You do not need the final $d^3.$ Every integer is the sum of two squares and a cube, as long as we do not restrict the $\pm$ sign on the cube.
TYPESET FOR LEGIBILITY:
Solution by Andrew Adler:
$$ 2x+1 = (x^3 - 3 x^2 + x)^2 +(x^2 - x - 1)^2 -(x^2 - 2x)^3 $$
$$ 4x+2 = (2x^3 - 2 x^2 - x)^2 +(2x^3 -4x^2 - x + 1)^2 -(2x^2 - 2x-1)^3 $$
$$ 8x+4 = (x^3 + x +2 )^2 +(x^2 - 2x - 1)^2 -(x^2 + 1)^3 $$
$$ 16x+8 = (2x^3 - 8 x^2 +4 x +2)^2 +(2x^3 -4x^2 - 2 )^2 -(2x^2 - 4x)^3 $$
$$ 16x = (x^3 +7 x - 2)^2 +(x^2 +2 x + 11)^2 -(x^2 +5)^3 $$
You can check these with your own computer algebra system. Please let me know if I mistyped anything.

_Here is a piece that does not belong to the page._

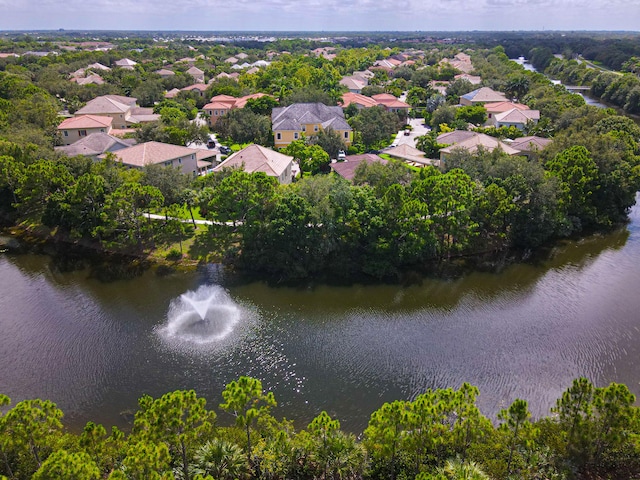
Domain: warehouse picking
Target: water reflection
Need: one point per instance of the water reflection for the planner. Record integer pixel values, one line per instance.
(527, 331)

Alright, our conjecture (Kaplansky and I) is that, for any odd prime $q,$ $x^2 + y^2 + z^q$ is universal. However, this is false as soon as the exponent on $z$ is odd but composite. The example we put in the article is
$$ x^2 + y^2 + z^9 \neq 216 p^3, $$
where $p \equiv 1 \pmod 4$ is a (positive) prime.
This defeated a well-known conjecture of Vaughan. We told him about it in time for him to include it in the second edition of his HARDY-LITTLEWOOD BOOK, where it is now mentioned on pages 127 ("There are some exceptions to this,") and exercise 5 on page 146.